It scrambles a readable message into secret code. Only someone with the right key can turn it back.

Here is how it works. You start with plaintext (your readable message). Encryption scrambles it into ciphertext (the secret code). Decryption uses the key to turn it back into plaintext. The key is kept secret and safe.

Why does it matter? Without encryption, bad actors could snoop on your messages, steal your passwords, read your private emails, intercept data on unsafe Wi-Fi, or use your info for identity theft.

You already rely on it: HTTPS encrypts websites, and you can encrypt your devices, use trusted apps, and lock your screens to stay safe.

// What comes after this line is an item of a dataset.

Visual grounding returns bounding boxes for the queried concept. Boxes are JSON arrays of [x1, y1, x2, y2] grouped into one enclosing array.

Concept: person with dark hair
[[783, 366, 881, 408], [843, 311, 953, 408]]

Remember: encryption hides data from snoops, a key unlocks the message, HTTPS uses it, and it is for safety, not magic.

What to remember

  • Encryption scrambles data so only the right key can read it.
  • A key locks and unlocks the message.
  • HTTPS uses encryption to protect web traffic.
  • It keeps your info safe from snoops.

Words to know

Encryption
Scrambling data into secret code.
Plaintext
The readable message before encryption.
Ciphertext
The scrambled, unreadable version.
Key
The secret that locks and unlocks the data.

For grown-ups

Encryption transforms plaintext into ciphertext using a key, so only holders of the right key can recover it. It protects data in transit (HTTPS/TLS) and at rest (disk and device encryption). It is foundational to privacy and security, but only as strong as the surrounding key management and practices.